Devastatingly, as I wrote of a friend’s loss this week, another friend lost her baby at full term. I am reeling from the prevalence of what seem like normal, healthy pregnancies turning shockingly wrong.
The difference between this pregnancy and my first is my awareness of the fragility of life. I feel so vulnerable. I no longer have the luxury of naivete like I did with my first pregnancy. Instead, I feel a million reminders, a million signs indicating that I NEED to enjoy each moment I get with my pregnancy because it is all so fleeting.
My heart aches for mothers who lose their children. Even even as I type that sentence I feel guilty, guilty that I don’t know their explicit heartache and as much as I feel bad, I do not know the depths of their grief. On dark days, I let myself give into the fear that I could lose this baby, or our daughter. I panic that I’ll be asked to endure the seemingly unbearable and I won’t survive the heartbreak.
I don’t know the outcome of this pregnancy. I have my obvious optimistic hopes but they could be dashed. The reality is that I do not have control. Perhaps it will all go horribly wrong, perhaps I will join the awful “I lost a child” club or perhaps, for unforeseen reasons, this will be my last pregnancy. I do not know. I do not have control. I do not know how many moments I will get but I’m trying to stifle fear and embrace hope.
Today feels like one of those dark days, so I’m clinging to baby kicks. I need to memorize them. I need to cherish them.
Today, I’m also clinging to the memory that each time we read stories or sing songs, my daughter sits in my lap while her baby sister spiritedly kicks my belly in what I like to think is a greeting to her sister and a recognition of proximity and love. I’m clinging to the moment when I cry happy tears, rocking my two girls, and my daughter asks if I’m sad. I’m clinging to my response that “no, I’m not sad, I’m just so happy to be your mom.” I’m clinging to my daughter’s, “I missed yous” when she wakes up from naps and the sound of her voice as she chases bubbles, laughing unabashedly as the grass tickles her bare feet and she yells, “Hey bubbles, wait for me and sissy boo!”

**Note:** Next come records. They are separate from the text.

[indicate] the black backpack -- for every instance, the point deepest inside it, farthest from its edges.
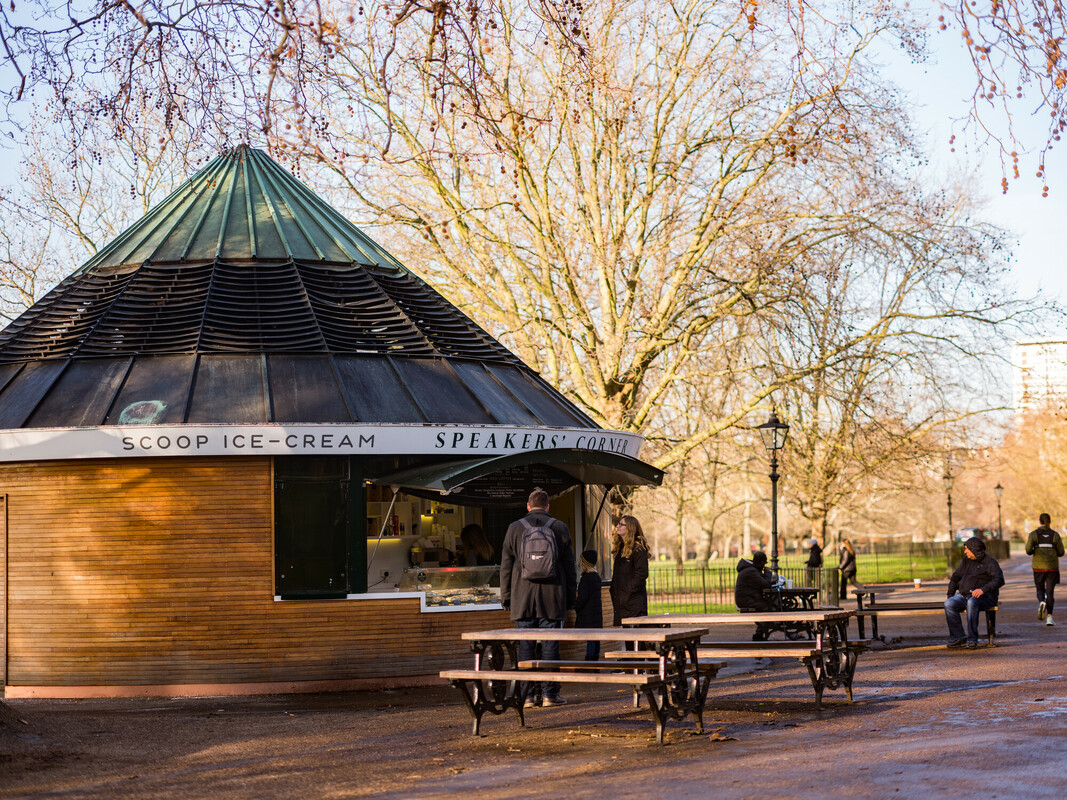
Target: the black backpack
(538, 553)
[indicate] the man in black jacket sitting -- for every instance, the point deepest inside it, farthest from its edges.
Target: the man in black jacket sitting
(974, 586)
(752, 578)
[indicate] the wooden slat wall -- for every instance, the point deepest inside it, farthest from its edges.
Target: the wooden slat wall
(159, 571)
(3, 591)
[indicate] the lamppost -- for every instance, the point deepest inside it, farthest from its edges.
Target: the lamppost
(948, 491)
(773, 432)
(999, 491)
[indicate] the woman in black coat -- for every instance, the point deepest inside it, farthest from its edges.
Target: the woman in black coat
(847, 566)
(630, 571)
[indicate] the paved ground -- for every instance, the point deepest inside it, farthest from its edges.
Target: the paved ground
(927, 722)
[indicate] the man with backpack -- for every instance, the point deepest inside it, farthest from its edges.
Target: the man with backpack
(538, 584)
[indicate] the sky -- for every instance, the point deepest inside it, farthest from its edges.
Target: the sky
(941, 90)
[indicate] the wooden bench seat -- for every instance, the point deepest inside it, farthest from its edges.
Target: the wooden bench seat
(594, 667)
(917, 607)
(627, 678)
(825, 667)
(495, 690)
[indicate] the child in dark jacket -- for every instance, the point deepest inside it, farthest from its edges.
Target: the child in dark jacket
(588, 606)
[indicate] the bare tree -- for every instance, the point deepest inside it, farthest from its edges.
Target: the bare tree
(67, 206)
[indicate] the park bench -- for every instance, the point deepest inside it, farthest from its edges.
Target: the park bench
(905, 603)
(829, 657)
(671, 677)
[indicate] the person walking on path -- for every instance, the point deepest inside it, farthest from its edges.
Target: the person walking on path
(974, 587)
(630, 572)
(588, 606)
(1047, 548)
(847, 568)
(538, 584)
(814, 562)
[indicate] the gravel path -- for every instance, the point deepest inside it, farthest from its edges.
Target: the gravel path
(927, 722)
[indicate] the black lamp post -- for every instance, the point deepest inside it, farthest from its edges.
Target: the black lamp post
(773, 432)
(999, 491)
(948, 491)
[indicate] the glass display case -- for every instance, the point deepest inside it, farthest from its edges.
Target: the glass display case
(455, 586)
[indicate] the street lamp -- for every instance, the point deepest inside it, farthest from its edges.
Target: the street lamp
(773, 432)
(999, 491)
(948, 491)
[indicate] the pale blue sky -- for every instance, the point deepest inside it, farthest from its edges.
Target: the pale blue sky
(942, 88)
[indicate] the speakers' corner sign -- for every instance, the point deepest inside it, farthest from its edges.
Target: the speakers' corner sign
(133, 441)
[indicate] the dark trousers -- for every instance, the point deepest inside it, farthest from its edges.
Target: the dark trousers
(550, 652)
(1046, 582)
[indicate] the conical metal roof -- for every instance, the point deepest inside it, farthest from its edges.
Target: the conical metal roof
(243, 298)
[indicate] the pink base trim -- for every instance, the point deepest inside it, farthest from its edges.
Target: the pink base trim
(197, 690)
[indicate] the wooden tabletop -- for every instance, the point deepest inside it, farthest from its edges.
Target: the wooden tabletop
(584, 635)
(734, 619)
(794, 590)
(902, 588)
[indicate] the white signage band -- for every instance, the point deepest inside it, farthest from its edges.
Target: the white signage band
(116, 442)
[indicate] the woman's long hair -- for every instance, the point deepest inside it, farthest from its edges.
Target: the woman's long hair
(632, 539)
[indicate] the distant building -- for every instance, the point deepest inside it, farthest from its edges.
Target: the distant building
(1040, 373)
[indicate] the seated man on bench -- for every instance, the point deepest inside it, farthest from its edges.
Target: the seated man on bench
(974, 586)
(752, 578)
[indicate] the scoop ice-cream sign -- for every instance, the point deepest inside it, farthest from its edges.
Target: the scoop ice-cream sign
(141, 440)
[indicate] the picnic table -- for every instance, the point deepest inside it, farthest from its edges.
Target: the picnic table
(906, 600)
(829, 656)
(668, 672)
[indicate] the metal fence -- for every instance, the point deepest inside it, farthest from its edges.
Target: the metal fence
(700, 589)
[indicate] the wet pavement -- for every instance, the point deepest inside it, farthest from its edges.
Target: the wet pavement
(926, 722)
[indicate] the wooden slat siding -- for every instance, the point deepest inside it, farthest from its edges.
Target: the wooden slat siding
(160, 571)
(3, 592)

But mainly, I’m clinging to baby kicks and the thought of them really meeting someday, these sisters, these two girls I love more than life. That thought makes the perpetual fear and anxiety seem worthwhile.
And someday, when life truly is hard and seemingly unbearable, I’ll conjure up the memory of my girls, one strewn cozily across my lap, the other nestled in my tummy, reminding me that life is made up of baby kicks and lullabies and there are still many, happy, simple moments you do get and luckily, you get to hold onto them forever.